When it comes to working with steel it is a bit outside my comfort zone so I got the professionals in to do the blacking of the hull and a few different things to the cabin shell.

Grit blasting and blacking the hull

One of main the things to come up in the survey was that the hull needed blacking, this is to maintain/ protect it from corrosion. There are 2 types of blacking paint that can be used:

  • Bitumen (last 2 years) - Once the boat has been cleaned (pressure washed) bitumen paint is relatively easy to apply (is not a 2 part mix) and can be applied over previous bitumen. Initial cost is lower but you have the extra cost of having to take boat out of water every few years to reapply
  • Two Pack Epoxy (last 5 – 6 years) - Is more expensive, harder to apply (as is 2 part mix) and the boat needs extensive cleaning (shot blasted) as it cant be applied to a boat that has been blacked with bitumen previously. In the long term the costs even out as there is no need to take boat out of water every few years to reapply

Below are extracts from the survey regards the hull condition and pitting. survey pitting

I originally planned to blacken it with bitumen myself as I assumed the survey recommendations were probably to some extent over the top and a standard survey response to cover the surveyors back. Based on the survey I managed to negotiate a good chunk off the asking price so thought I may as well go for epoxy as it sounds better in the long run. Depending on who you speak to some will say there is no need to do the base plate as is 10mm thick (sides are only 6mm) and not exposed to air, but again it seemed to make sense to get this done. Not all boatyards have the facilities to do the base plate so I wonder whether some try and dissuade you from doing the base plate because of this.
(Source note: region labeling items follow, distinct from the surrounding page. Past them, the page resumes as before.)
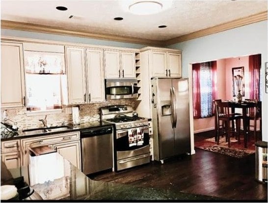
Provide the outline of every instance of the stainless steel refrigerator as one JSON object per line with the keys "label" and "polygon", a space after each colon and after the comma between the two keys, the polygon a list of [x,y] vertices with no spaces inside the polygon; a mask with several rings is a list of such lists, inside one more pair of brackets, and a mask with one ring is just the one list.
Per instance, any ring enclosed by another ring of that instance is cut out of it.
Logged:
{"label": "stainless steel refrigerator", "polygon": [[155,160],[190,152],[188,79],[153,78],[152,113]]}

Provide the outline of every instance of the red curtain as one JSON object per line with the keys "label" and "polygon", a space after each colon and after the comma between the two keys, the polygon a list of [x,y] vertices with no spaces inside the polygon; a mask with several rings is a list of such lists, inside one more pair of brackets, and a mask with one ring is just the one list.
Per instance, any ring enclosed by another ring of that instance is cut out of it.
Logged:
{"label": "red curtain", "polygon": [[192,97],[193,118],[201,118],[200,73],[200,64],[192,65]]}
{"label": "red curtain", "polygon": [[[212,70],[212,101],[214,101],[217,99],[217,61],[211,62]],[[214,108],[212,108],[213,112],[215,113]]]}
{"label": "red curtain", "polygon": [[252,55],[248,57],[249,72],[249,99],[259,100],[260,70],[261,54]]}

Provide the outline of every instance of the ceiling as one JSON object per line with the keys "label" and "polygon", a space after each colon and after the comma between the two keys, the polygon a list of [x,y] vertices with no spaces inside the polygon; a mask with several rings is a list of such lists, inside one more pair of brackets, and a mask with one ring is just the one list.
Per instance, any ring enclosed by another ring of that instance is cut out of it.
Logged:
{"label": "ceiling", "polygon": [[[165,41],[267,11],[268,6],[267,0],[164,0],[171,4],[169,8],[156,14],[137,15],[126,8],[127,3],[134,1],[2,0],[1,18],[90,33]],[[58,6],[68,10],[58,10]],[[73,17],[69,18],[71,15]],[[124,19],[113,19],[118,17]],[[163,25],[167,27],[158,27]]]}

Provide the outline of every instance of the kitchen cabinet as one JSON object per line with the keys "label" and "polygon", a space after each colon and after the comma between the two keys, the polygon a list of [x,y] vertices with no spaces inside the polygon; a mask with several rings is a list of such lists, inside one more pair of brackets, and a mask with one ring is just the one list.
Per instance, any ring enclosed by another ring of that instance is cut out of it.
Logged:
{"label": "kitchen cabinet", "polygon": [[151,55],[152,77],[182,77],[181,53],[152,50]]}
{"label": "kitchen cabinet", "polygon": [[104,102],[103,50],[66,48],[69,104]]}
{"label": "kitchen cabinet", "polygon": [[1,142],[1,159],[8,169],[21,166],[20,140]]}
{"label": "kitchen cabinet", "polygon": [[87,102],[104,102],[103,50],[86,49]]}
{"label": "kitchen cabinet", "polygon": [[23,44],[1,42],[1,108],[26,105],[24,68]]}
{"label": "kitchen cabinet", "polygon": [[84,49],[69,47],[65,49],[69,103],[84,103],[86,102]]}
{"label": "kitchen cabinet", "polygon": [[21,164],[28,164],[28,148],[48,145],[79,169],[81,168],[80,132],[71,132],[46,136],[22,139]]}
{"label": "kitchen cabinet", "polygon": [[104,51],[106,78],[135,78],[135,52]]}

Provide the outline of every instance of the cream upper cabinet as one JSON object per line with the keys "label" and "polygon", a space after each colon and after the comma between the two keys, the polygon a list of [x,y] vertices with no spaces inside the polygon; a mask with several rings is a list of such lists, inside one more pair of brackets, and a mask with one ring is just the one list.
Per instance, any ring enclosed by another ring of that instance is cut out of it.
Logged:
{"label": "cream upper cabinet", "polygon": [[182,77],[182,54],[176,52],[167,52],[167,69],[170,77]]}
{"label": "cream upper cabinet", "polygon": [[121,77],[134,78],[135,76],[135,53],[121,51]]}
{"label": "cream upper cabinet", "polygon": [[166,52],[152,51],[152,67],[153,77],[165,77],[167,74]]}
{"label": "cream upper cabinet", "polygon": [[1,107],[25,104],[23,49],[21,43],[1,43]]}
{"label": "cream upper cabinet", "polygon": [[104,102],[103,50],[86,49],[87,102]]}
{"label": "cream upper cabinet", "polygon": [[69,103],[84,103],[86,102],[84,49],[70,47],[65,49]]}
{"label": "cream upper cabinet", "polygon": [[135,78],[135,52],[105,50],[105,78]]}
{"label": "cream upper cabinet", "polygon": [[[159,50],[161,50],[160,49]],[[181,77],[182,54],[176,51],[151,51],[151,74],[152,77]]]}

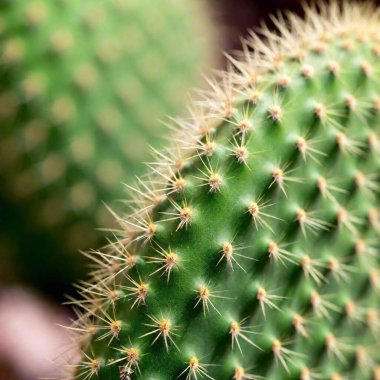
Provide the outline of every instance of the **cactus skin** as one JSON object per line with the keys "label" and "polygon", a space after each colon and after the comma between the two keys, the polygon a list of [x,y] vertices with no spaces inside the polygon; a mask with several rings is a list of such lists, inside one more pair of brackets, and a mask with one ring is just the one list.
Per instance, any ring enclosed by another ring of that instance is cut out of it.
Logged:
{"label": "cactus skin", "polygon": [[211,81],[93,252],[75,379],[379,379],[380,12],[288,20]]}
{"label": "cactus skin", "polygon": [[3,0],[0,10],[0,250],[4,259],[13,242],[23,275],[62,293],[78,248],[110,226],[98,200],[123,198],[121,181],[159,145],[156,120],[184,110],[208,60],[206,17],[170,0]]}

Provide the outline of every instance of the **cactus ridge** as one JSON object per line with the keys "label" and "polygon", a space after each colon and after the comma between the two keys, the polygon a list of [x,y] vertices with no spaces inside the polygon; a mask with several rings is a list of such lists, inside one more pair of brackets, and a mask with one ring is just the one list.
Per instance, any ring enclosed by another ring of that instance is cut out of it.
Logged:
{"label": "cactus ridge", "polygon": [[75,379],[380,378],[380,12],[274,23],[88,253]]}
{"label": "cactus ridge", "polygon": [[[140,172],[148,143],[159,145],[155,121],[184,111],[212,55],[202,34],[207,16],[198,1],[0,3],[2,203],[14,206],[11,220],[22,210],[32,237],[55,236],[65,265],[78,248],[99,244],[95,227],[110,226],[110,218],[98,200],[124,197],[121,181]],[[16,232],[4,227],[1,250],[11,233],[17,247],[20,219]],[[25,245],[11,254],[28,263],[28,275],[47,277],[37,258],[52,277],[63,276],[49,255]]]}

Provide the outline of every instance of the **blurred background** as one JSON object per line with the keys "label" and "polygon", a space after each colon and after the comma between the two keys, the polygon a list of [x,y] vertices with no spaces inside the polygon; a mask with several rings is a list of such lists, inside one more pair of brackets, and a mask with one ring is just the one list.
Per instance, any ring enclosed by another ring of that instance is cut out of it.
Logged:
{"label": "blurred background", "polygon": [[[0,380],[55,378],[62,306],[222,52],[298,0],[0,0]],[[163,121],[163,122],[160,122]]]}

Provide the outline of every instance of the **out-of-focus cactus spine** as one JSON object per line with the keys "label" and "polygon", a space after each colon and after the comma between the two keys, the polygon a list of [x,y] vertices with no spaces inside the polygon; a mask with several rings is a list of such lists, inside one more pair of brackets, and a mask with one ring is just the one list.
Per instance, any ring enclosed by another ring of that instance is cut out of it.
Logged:
{"label": "out-of-focus cactus spine", "polygon": [[210,56],[207,14],[172,0],[2,0],[0,11],[0,240],[16,235],[27,275],[63,278],[106,225],[98,200],[121,198],[159,145],[157,118],[184,111]]}
{"label": "out-of-focus cactus spine", "polygon": [[274,22],[92,252],[75,379],[379,378],[380,12]]}

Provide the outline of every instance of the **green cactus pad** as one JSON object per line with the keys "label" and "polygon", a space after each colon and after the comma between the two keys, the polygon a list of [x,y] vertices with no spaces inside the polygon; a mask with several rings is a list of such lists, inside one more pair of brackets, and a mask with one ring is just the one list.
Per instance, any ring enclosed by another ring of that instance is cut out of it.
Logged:
{"label": "green cactus pad", "polygon": [[380,13],[275,24],[89,253],[75,379],[379,379]]}
{"label": "green cactus pad", "polygon": [[75,278],[66,264],[110,226],[99,200],[124,198],[121,182],[162,142],[157,120],[185,111],[212,55],[207,12],[171,0],[2,0],[0,11],[0,249],[62,291],[59,278]]}

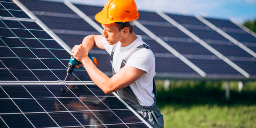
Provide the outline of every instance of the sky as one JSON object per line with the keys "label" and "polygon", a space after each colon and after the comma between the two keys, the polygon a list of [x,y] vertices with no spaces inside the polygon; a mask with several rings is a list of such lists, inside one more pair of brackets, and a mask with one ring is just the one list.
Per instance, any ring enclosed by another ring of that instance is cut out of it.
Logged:
{"label": "sky", "polygon": [[[63,1],[64,0],[47,0]],[[178,14],[199,15],[230,19],[242,24],[256,19],[256,0],[134,0],[139,10]],[[75,3],[104,6],[107,0],[69,0]]]}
Quotes for the work ranged between £4000 to £7000, in the end I went with Debdale wharf marina based on cost, the extensive details they sent through on the process and the feeling I got from speaking with them. When the boat is taken out of the water they jet wash the base and sides before using some Mad Max looking machine to move it around the yard.

The true condition of the hull is not fully know until the grit blasting has been done as the process can exacerbate any weaknesses that may exist. There wasn’t that much deep pitting that need welding, however there was a few issues with some of the rubbing strakes (metal bands round the front and back of the hull, kind of like bumpers). They had been continuously welded on the top and stitch-welded on the bottom (apparently this is common) allowing rust to get in from the bottom which meant when blasted they came away. Some could be cleaned and rewelded whilst others had to be removed, cleaned behind and rewelded.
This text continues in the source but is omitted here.